A magia da realidade

Dos confins do universo para o dia a dia: é no cotidiano ordinário que o extraordinário se manifesta. Debaixo do nosso nariz. Foto: Pixabay

Dos confins do universo para o dia a dia: é no cotidiano ordinário que o extraordinário se manifesta. Debaixo do nosso nariz. Foto: Pixabay

De repente, a menina largou os brinquedos. Do alto de seus cinco anos, bochechas redondas e rosadas, apontou o narizinho na direção da mãe: – Como foi que nasceu o primeiro homem, mamãe? E a primeira mulher? Eles brotaram do chão? Como tudo começou? A adulta da sala ergueu as sobrancelhas. Precisou controlar a intensidade do suspiro, marcou a página devagar, fechou o livro sobre o colo e se ajeitou na poltrona. Ganhava tempo. Por fim, disse que não sabia muito bem como explicar. – Tá bom… Então depois você diz? E assim a guria voltou ao zum-zum-zum da conversinha entre os bonecos e deixou a mãe em dúvida. E em dívida.
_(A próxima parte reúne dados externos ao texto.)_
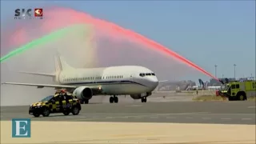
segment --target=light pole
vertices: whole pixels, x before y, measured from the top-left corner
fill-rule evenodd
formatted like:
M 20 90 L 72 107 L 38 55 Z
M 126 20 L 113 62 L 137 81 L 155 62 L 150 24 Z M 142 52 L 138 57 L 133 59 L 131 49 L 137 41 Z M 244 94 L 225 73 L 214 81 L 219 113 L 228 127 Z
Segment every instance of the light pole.
M 215 65 L 214 66 L 215 66 L 215 78 L 217 78 L 217 65 Z
M 234 80 L 235 80 L 235 66 L 237 65 L 236 64 L 234 64 Z

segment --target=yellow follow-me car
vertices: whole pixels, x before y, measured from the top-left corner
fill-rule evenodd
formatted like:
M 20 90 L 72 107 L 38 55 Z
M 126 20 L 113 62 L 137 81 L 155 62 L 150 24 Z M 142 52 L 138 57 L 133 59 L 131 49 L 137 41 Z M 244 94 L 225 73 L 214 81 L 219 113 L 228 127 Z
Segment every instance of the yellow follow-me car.
M 80 101 L 75 96 L 66 92 L 61 92 L 31 104 L 29 114 L 34 117 L 39 117 L 41 114 L 48 117 L 50 114 L 54 113 L 63 113 L 65 115 L 72 113 L 73 115 L 78 115 L 80 110 Z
Uma amiga soube dessa conversa e sugeriu à mulher que comprasse o livro A Magia da Realidade*. O trabalho do cientista e escritor britânico Richard Dawkins, com ilustrações de Dave McKean, pretende mostrar de um jeito leve que o mundo real tem sua própria magia. É o que o autor chama de “beleza inspiradora”. Os títulos dos capítulos são perguntas assim: quem foi a primeira pessoa? Do que são feitas as coisas? Quando e como tudo começou? O recheio guarda respostas. E outras perguntas. E desenhos instigantes.

Contei essa breve história sem fim sobre buscas e descobertas, porque esta edição da revista do Clube Paladar [publicação do Estadão e da Grand Cru para o clube de vinhos do jornal] vai além da seleção de vinhos, da entrevista com o enólogo, dos pratos para celebrar ritos de passagem de Páscoa em todo o mundo. Traz as receitas de abrir o apetite e alimentar ideias, os palpites de gosto e as sugestões de viagem (Austrália, Japão…).

Não desligue ainda, porque tem mais. O artigo de inspiração, na página 28, é sobre outro livro inesperado e interessante, que fala de ciência no cotidiano, nas coisas ao redor. Fala do que parece tão ordinário que passamos por cima, não nos damos ao trabalho de escavar para encontrar sentidos. Empurramos com o quadril aquela gaveta que não quer fechar e vamos embora. Amanhã, de novo. O que o livro diz é que, para variar, não precisa ser assim.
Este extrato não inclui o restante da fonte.